Glycine encephalopathy

"NKH" redirects here. For other uses, see NKH (disambiguation). Not to be confused with non-ketotic hyperglycemia.
Glycine encephalopathy
Other namesNon-ketotic hyperglycinemia or NKH
Structural formula of glycine
Pronunciation
  • /ˈɡlaɪsin ˌɛnˈkɛfəlˈɒpəθi/
SpecialtyMedical genetics, metabolic medicine, neurology, pediatrics, nutrition
SymptomsSeizures, hypotonia, lethargy
Usual onsetBirth to early infancy
DurationLong-term
CausesMutation in the GLDC or AMT gene and rarely the GCSH gene
Differential diagnosisGLYT1 encephalopathy
ManagementSodium benzoate, NMDA receptor antagonists, anti-epileptic drugs, and ketogenic diet
MedicationDextromethorphan, ketamine
PrognosisPoor
Frequency1 in 76,000 globally

Glycine encephalopathy (GE), also known as non-ketotic hyperglycinemia or commonly just NKH, is a rare, inherited, autosomal recessive disorder of glycine metabolism. The condition arises from defects in the glycine cleavage system, an essential enzyme for glycine break down. This results in toxic accumulation, particularly in the brain causing seizures, lethargy, feeding difficulties, respiratory problems, intellectual disabilities, and a high risk of early death.There are several forms of the disease, with varying severity of symptoms and time of onset. The diagnosis of NKH is often initially suspected based on abnormally high levels of the amino acid glycine in bodily fluids and tissues, especially the cerebrospinal fluid. After phenylketonuria, glycine encephalopathy is the second most common disorder of amino acid metabolism.

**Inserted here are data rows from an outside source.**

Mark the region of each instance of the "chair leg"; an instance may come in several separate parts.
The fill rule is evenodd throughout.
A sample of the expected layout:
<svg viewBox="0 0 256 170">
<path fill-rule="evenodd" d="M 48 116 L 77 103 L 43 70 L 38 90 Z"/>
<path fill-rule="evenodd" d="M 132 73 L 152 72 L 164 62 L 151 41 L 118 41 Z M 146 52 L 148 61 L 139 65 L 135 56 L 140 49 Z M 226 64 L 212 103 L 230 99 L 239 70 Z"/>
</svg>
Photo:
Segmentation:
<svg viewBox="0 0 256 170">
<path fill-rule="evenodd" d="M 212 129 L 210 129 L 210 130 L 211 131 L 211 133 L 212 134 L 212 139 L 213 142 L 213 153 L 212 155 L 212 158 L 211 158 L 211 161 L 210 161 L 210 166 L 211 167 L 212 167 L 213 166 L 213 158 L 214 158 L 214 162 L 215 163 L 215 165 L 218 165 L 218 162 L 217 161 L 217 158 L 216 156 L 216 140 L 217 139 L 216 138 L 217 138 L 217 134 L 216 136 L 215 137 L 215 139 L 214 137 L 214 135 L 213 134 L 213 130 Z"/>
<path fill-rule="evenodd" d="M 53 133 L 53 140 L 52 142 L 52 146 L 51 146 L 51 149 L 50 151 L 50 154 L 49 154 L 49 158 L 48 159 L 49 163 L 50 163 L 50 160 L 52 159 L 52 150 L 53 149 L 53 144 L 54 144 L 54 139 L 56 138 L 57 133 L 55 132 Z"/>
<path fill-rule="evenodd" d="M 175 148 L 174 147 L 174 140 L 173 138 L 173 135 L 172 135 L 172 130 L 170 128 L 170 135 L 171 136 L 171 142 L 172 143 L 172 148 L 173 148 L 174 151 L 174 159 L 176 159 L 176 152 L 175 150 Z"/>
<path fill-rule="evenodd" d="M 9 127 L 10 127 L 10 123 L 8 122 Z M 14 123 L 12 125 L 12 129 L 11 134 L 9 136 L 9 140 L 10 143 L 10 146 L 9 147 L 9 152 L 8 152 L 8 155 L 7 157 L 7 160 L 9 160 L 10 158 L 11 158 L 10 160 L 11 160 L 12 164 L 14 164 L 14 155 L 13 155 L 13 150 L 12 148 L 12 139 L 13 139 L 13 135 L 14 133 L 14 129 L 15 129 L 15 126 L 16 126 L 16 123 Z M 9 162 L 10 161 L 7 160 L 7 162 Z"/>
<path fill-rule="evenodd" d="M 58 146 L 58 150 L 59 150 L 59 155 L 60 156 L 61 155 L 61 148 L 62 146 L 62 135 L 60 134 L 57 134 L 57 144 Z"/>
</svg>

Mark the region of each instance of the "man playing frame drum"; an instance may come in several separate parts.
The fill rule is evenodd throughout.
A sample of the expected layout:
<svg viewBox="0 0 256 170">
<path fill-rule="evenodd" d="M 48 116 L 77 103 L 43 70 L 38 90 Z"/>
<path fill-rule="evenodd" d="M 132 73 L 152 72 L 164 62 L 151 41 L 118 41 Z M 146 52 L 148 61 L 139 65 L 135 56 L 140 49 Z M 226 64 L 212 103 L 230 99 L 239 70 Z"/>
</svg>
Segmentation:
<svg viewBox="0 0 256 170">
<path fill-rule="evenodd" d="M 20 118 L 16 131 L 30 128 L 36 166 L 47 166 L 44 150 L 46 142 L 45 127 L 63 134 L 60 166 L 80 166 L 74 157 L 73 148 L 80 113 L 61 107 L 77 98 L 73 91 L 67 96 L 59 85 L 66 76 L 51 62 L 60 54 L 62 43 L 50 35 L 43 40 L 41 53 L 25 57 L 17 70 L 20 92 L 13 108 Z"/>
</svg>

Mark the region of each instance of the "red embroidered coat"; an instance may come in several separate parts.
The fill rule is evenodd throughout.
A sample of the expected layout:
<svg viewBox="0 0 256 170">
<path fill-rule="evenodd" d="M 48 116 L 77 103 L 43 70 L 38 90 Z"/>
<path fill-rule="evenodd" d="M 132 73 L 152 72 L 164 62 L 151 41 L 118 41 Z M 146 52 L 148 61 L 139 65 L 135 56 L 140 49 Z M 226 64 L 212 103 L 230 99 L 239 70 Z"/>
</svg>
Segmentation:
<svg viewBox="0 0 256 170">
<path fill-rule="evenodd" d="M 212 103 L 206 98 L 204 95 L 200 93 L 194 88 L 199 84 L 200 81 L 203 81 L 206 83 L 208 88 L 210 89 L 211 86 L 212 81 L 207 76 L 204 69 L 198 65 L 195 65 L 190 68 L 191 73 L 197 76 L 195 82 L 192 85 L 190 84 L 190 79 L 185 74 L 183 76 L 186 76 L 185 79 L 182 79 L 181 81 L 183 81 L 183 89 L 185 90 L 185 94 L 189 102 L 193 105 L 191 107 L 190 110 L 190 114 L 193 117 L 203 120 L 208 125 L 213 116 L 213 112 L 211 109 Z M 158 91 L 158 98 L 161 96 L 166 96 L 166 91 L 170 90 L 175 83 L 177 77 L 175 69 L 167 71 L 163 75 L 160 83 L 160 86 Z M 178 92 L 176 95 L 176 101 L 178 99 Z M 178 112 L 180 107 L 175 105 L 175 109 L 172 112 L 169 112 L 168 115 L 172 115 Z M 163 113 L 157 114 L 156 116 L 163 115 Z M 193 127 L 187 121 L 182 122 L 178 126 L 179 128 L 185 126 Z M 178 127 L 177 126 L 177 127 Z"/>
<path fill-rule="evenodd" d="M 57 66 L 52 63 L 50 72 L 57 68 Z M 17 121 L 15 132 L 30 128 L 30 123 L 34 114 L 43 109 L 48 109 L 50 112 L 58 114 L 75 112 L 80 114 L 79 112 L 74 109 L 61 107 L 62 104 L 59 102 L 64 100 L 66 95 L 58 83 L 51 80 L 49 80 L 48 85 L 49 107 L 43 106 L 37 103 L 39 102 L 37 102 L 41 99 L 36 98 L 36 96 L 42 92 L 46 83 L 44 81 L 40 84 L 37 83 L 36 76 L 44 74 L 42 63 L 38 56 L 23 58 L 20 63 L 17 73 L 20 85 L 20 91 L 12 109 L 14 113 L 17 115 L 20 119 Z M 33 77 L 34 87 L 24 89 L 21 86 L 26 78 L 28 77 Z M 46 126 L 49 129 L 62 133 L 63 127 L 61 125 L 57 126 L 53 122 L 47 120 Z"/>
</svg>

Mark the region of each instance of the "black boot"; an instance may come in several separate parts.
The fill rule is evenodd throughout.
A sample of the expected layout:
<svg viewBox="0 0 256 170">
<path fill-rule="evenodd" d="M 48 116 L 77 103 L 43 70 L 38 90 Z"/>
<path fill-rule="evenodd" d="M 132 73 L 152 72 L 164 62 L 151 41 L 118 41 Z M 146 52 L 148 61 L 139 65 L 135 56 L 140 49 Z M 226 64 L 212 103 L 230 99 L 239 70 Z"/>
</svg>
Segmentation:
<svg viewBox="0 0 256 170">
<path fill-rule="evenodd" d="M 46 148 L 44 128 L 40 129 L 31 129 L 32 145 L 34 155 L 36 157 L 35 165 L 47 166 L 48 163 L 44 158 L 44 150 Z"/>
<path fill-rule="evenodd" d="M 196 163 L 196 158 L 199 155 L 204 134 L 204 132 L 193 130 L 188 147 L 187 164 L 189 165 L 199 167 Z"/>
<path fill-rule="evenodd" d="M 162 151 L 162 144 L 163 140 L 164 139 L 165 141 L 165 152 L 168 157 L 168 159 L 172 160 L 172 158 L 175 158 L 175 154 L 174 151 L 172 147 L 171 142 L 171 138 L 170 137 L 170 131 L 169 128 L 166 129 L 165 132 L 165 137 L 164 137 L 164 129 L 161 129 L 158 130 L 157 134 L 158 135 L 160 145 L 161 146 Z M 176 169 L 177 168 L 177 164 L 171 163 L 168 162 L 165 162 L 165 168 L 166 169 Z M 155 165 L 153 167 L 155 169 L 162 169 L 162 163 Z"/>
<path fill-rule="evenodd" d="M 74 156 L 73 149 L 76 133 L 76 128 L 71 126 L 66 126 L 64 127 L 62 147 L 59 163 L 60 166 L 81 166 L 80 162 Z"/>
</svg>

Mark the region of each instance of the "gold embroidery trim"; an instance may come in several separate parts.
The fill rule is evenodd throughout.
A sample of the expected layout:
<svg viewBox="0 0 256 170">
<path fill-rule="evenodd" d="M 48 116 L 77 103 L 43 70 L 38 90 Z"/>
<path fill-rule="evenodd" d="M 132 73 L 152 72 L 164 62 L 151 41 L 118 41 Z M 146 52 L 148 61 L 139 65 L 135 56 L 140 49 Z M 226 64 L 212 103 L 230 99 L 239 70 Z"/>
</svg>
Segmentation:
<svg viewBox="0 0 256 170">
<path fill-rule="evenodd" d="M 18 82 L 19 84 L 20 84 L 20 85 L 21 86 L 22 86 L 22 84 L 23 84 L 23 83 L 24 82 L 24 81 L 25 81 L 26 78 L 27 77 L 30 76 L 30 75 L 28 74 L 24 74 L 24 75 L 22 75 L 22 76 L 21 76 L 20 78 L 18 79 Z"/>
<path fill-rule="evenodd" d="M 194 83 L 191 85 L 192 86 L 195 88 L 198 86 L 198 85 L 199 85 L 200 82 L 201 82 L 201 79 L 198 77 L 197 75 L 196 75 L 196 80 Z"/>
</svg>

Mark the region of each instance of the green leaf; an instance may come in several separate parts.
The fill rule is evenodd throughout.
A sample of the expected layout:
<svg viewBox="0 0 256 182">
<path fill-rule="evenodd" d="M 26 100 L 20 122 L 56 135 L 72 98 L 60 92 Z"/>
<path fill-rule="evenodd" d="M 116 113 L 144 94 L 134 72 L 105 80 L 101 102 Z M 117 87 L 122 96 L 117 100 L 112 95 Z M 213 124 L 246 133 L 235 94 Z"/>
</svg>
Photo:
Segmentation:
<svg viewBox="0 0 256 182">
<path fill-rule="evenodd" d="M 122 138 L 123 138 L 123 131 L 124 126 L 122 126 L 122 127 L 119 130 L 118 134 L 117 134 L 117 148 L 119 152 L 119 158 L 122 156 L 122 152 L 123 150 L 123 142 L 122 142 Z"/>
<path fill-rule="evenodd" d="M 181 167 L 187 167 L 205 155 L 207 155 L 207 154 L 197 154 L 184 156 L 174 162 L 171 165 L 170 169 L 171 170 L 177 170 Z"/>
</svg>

Glycine encephalopathy is often referred to as "non-ketotic hyperglycinemia", a reference to the biochemical findings seen in patients with the disorder, and to distinguish it from the disorders that cause "ketotic hyperglycinemia" (as seen in propionic acidemia and several other inherited metabolic disorders). To avoid confusion, the term "glycine encephalopathy" is sometimes used, as the term more accurately describes the clinical underpinnings of the disorder.

Signs and symptoms

The first signs and symptoms usually appear in the neonatal period (first hours or days of life) and to a lesser extent the infantile period (2 weeks to 3 months). For onset in the neonatal period, the hallmark sign is progressive lethargy often leading to coma and strong hypotonia (muscle weakness). If not supported by ventilation death often occurs. Most regain spontaneous respiration and see improvement in alertness in the first month of life including bottle drinking. Additionally, pronounced hiccups or myoclonic jerks may be present, which are themselves often a sign of epilepsy.[1] If onset occurs in the infantile period, the primary symptom is protracted hypotonia combined with developmental delays and seizures. Although late presentation (beyond 3 months) is possible, it is uncommon and typically features a more subtle presentation of symptoms, such as developmental delays and mild seizures. Infants with this presentation are frequently associated with the attenuated form of the disease.[2][3]

In infants who survive and are managed with sodium benzoate, a range of symptoms may manifest, dependent upon the severity of the disease. The most prominent symptom is seizures which are present in a majority of cases. Other common symptoms include continued hypotonia and lethargy. In the attenuated forms, these symptoms are often milder than the severe form. Seizures are readily controlled and individuals can learn to walk, reach, grasp, and may learn to speak or use sign language. Lethargy is often occasional and linked to infections. Additionally, hyperactivity is common and often severe and treatment resistant. In the severe form, however, seizures are difficult to treat and may become progressively worse. Children do not learn to sit or grasp and often have limited ability to interact with their environment. They also often develop cortical blindness, scoliosis, and hip dysplasia. There is typically no hyperactivity, but spasticity is common. Some have cleft palate or clubfeet and secondary microencephaly has also been noted.[2][4]

Genetics

Glycine encephalopathy has an estimated incidence of 1 in 60,000, making it the second most common disorder of amino acid metabolism, after phenylketonuria. It is caused by a defect in the glycine cleavage system (GCS), which is made up of four protein subunits. Each of these four subunits is encoded by a separate gene. Defects in three of these four genes have been linked to glycine encephalopathy.[5]: 790 

Gene Name Percent
GLDC encodes the "glycine dehydrogenase" subunit, also called "glycine decarboxylase" About 70-75% of cases of glycine encephalopathy result from mutations in the GLDC gene.
GCST or AMT encoding the "aminomethyltransferase" subunit About 20% of cases are caused by mutations in the AMT gene.
GCSH encoding the subunit "glycine cleavage system protein H" Mutations in the GCSH gene account for less than 1% of cases.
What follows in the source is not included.